Изменить стиль страницы

Марьюшка вспоминала такое стародавнее, что мне казалось уже сказкою, почти неправдою, и, только по трезвому раздумью как бы очнувшись от долгого сна, я вдруг понимал, что Русь возросла в немереных трудах, которые даже не постичь нынешнему человеку; что шло за обыденку, за каждодневное правило, похожее на монастырское послушание, теперь кажется мукою и нестерпимым страданием, ибо многие вдруг возмечтали о веселье и бесконечном празднике плоти, и если и обращают когда взгляд в историю, то видят себя в ней не крестьянином, иль бедным служкою, иль ремесленником, иль приказчиком, но обязательно потомственным дворянином, княжеским отпрыском иль чиновником не ниже шестого класса и, конечно, при богатом имении, при дворне и больших деньгах.

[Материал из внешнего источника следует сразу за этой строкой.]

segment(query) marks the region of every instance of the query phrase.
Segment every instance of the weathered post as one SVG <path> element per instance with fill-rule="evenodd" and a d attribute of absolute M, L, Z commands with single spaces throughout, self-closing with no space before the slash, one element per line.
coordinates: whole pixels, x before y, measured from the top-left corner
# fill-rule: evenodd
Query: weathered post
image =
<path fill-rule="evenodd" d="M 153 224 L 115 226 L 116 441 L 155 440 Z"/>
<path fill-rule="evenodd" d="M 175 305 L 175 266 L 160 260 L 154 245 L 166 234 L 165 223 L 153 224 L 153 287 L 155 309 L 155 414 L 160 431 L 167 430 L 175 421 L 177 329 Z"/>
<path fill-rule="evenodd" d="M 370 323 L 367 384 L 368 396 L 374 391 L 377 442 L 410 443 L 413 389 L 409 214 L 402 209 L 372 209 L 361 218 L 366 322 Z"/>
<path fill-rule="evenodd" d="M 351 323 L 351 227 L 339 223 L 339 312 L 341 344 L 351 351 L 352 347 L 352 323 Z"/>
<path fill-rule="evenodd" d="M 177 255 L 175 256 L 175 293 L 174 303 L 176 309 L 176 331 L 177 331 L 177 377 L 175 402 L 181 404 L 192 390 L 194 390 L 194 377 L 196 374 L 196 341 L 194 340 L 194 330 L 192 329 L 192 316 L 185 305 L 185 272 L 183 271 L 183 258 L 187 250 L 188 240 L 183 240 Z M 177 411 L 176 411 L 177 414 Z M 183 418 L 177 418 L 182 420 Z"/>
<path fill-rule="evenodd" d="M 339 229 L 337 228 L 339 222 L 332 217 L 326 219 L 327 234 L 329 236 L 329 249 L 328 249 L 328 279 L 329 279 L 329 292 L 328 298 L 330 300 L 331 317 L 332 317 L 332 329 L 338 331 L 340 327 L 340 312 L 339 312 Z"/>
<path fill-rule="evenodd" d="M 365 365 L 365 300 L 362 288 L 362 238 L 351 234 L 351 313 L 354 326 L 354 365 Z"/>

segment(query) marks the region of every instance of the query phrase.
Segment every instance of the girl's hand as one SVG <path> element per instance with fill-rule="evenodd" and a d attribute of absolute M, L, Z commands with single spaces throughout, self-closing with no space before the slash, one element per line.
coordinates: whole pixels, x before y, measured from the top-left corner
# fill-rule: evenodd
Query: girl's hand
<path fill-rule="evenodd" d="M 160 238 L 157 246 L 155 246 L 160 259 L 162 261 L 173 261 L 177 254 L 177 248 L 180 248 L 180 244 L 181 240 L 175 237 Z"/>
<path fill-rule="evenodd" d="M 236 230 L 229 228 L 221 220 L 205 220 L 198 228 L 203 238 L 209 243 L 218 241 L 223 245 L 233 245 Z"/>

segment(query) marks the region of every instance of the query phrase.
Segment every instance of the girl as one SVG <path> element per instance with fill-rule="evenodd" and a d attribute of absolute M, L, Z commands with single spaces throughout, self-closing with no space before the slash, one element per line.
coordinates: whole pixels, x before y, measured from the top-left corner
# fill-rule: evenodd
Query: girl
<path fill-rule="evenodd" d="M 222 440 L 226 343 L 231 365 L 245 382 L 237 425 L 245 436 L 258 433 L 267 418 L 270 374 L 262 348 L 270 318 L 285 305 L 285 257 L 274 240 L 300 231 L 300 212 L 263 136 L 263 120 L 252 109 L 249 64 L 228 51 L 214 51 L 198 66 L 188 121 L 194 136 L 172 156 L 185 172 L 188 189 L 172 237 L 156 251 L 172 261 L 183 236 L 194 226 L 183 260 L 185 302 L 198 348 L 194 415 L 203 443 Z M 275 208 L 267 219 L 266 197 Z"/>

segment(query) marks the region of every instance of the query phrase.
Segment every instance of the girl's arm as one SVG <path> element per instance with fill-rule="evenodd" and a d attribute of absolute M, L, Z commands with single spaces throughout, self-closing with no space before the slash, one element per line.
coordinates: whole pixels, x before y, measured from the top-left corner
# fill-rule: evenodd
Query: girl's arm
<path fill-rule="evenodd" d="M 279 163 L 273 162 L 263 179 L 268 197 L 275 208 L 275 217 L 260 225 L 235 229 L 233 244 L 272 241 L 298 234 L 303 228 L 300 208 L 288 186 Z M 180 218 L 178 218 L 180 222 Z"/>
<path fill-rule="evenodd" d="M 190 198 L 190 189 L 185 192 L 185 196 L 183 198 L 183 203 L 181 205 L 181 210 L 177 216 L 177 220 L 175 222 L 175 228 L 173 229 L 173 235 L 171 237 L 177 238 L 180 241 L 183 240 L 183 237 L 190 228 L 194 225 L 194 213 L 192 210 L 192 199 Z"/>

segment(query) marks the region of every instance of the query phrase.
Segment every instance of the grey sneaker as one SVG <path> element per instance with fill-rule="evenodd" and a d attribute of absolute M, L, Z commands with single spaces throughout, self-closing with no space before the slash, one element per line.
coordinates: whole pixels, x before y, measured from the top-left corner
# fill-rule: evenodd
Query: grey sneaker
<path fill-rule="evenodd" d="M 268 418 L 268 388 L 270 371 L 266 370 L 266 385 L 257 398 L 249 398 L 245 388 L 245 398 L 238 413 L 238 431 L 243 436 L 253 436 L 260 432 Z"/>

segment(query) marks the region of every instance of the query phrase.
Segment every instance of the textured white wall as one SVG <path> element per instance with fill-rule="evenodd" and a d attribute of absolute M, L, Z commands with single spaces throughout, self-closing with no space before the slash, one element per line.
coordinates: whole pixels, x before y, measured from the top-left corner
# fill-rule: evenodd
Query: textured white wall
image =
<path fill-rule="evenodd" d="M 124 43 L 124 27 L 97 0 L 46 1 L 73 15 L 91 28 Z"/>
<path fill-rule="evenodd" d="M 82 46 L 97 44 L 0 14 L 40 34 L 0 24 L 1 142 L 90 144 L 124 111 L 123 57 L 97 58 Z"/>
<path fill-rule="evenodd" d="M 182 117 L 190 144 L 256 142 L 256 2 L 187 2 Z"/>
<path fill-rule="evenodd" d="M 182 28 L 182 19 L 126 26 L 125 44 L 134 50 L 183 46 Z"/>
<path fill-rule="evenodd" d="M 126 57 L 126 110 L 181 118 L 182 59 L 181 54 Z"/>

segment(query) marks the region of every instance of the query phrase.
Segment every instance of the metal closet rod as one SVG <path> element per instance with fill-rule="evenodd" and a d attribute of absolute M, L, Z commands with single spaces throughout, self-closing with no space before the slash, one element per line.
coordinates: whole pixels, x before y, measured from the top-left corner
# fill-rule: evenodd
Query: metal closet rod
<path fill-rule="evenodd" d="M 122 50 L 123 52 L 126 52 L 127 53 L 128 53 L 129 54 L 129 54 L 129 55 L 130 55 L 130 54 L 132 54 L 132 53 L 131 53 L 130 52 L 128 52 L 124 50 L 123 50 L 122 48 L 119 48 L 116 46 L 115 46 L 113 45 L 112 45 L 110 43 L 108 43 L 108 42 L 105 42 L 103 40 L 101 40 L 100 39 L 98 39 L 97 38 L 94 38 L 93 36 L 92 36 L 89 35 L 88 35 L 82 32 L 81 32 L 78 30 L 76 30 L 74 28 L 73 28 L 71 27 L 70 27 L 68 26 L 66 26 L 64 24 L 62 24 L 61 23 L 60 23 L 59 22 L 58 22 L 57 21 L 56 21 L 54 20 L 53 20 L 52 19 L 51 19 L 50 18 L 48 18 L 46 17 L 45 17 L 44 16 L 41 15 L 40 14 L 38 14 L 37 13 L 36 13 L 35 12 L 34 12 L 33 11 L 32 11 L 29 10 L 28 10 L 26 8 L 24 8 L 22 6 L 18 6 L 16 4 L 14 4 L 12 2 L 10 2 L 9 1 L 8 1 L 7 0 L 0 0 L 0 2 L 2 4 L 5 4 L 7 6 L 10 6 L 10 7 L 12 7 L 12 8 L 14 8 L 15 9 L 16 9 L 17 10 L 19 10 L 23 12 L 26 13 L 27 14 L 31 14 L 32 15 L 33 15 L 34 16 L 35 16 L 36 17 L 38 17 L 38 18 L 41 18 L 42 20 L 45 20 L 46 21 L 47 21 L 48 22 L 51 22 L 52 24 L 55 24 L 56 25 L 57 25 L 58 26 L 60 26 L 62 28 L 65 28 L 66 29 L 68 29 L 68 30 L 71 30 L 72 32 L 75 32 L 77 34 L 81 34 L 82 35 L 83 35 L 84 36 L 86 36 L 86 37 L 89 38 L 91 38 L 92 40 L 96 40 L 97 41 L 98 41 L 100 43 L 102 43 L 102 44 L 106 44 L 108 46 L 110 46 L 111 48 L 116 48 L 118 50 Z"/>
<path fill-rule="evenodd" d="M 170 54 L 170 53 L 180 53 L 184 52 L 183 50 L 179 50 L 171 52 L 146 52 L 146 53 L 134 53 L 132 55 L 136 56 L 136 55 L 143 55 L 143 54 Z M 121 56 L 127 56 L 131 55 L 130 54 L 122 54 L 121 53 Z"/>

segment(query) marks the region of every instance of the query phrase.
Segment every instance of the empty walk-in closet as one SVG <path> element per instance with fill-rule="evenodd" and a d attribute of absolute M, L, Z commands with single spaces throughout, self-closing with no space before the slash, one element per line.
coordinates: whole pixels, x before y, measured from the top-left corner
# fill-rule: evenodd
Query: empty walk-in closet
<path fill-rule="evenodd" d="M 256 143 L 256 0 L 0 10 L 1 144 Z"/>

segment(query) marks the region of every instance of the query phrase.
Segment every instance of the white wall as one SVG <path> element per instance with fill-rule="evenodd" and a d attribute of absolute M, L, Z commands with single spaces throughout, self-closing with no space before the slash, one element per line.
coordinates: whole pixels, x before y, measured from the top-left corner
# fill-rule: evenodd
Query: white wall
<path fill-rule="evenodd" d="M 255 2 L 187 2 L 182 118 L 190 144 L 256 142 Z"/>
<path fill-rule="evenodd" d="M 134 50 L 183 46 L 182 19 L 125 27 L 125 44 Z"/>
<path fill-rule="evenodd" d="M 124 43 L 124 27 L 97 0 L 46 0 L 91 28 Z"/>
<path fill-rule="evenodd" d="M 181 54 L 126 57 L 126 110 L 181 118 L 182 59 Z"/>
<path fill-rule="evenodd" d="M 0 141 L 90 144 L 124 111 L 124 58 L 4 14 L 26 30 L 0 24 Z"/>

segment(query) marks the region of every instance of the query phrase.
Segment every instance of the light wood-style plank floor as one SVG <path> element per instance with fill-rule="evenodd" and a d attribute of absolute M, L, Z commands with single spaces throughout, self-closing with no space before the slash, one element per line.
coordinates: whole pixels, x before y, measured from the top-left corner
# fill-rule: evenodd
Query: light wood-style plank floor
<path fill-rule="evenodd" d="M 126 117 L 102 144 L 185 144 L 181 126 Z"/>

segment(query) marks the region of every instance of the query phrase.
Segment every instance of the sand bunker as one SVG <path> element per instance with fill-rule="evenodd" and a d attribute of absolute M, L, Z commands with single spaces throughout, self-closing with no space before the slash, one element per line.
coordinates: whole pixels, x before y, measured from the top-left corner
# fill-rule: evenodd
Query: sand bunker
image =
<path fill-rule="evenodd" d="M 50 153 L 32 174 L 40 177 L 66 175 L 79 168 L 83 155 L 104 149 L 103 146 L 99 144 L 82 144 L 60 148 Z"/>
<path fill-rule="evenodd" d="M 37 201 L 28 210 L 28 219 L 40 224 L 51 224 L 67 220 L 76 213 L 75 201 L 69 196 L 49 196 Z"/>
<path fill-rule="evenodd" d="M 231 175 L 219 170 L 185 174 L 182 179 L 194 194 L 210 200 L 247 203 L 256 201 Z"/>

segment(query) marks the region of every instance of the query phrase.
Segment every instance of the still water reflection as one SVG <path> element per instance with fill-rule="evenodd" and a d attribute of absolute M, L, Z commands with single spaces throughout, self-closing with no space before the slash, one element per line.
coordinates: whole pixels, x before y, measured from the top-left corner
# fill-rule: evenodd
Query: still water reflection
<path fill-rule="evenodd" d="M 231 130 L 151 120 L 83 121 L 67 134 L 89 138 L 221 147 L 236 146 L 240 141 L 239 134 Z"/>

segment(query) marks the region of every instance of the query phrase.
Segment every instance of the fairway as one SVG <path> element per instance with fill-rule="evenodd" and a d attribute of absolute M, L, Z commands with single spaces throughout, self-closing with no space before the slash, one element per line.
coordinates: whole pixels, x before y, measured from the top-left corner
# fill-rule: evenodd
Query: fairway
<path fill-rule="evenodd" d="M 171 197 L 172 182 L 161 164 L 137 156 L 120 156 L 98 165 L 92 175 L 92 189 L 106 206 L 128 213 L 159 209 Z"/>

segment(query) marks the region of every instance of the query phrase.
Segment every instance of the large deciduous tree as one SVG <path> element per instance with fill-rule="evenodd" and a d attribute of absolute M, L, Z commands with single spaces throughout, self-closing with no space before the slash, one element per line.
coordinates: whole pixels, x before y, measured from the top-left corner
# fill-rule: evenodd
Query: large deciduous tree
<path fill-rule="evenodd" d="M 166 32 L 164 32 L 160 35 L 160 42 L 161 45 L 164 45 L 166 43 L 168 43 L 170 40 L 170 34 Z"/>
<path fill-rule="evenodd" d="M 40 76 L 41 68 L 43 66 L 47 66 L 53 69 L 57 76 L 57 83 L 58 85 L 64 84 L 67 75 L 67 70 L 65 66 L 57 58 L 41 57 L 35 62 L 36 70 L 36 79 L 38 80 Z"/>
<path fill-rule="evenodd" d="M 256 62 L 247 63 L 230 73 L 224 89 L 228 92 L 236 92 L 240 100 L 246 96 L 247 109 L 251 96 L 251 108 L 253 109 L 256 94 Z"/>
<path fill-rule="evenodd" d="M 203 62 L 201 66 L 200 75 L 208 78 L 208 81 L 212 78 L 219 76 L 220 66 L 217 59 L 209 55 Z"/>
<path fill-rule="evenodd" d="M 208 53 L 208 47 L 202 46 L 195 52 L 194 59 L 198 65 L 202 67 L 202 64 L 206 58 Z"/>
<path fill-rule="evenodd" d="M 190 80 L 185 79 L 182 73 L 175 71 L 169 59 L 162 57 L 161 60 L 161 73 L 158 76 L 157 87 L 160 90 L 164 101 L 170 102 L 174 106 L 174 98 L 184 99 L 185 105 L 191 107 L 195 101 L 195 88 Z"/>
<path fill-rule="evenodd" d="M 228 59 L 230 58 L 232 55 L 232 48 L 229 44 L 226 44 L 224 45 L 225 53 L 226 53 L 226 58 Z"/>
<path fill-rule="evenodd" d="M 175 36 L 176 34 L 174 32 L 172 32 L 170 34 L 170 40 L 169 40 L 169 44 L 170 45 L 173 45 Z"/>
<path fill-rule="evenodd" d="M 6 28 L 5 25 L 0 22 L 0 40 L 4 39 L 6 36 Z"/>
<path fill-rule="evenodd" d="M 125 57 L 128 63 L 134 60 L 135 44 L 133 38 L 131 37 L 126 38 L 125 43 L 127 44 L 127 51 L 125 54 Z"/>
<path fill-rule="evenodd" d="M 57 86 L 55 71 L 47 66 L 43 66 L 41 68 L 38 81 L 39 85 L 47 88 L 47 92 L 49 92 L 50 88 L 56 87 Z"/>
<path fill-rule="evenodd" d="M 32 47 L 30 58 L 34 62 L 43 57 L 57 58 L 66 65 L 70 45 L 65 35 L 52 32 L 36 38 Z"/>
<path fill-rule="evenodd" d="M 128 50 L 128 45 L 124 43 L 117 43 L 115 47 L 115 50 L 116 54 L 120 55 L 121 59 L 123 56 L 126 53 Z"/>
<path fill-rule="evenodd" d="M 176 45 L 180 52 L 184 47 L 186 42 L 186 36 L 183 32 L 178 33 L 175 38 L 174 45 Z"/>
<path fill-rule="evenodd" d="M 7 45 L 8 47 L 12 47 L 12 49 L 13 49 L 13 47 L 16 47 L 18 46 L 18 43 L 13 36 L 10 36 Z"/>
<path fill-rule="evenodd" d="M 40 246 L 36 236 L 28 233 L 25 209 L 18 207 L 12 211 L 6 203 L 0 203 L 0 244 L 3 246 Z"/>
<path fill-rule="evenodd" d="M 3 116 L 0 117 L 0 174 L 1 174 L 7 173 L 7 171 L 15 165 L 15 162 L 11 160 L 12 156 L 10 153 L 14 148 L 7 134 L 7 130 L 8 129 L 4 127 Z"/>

А ведь нашим предкам работа не казалась в тягость, весь свет жизни они видели лишь в трудах и потому дня не могли провести праздно, сложив руки на коленях, бездумно глядя в окно. Они не знали тоски, ибо сызмала, наученные родителями, блюли лишь одно житейское правило: «Трудись, и жизнь твоя пролетит незаметно».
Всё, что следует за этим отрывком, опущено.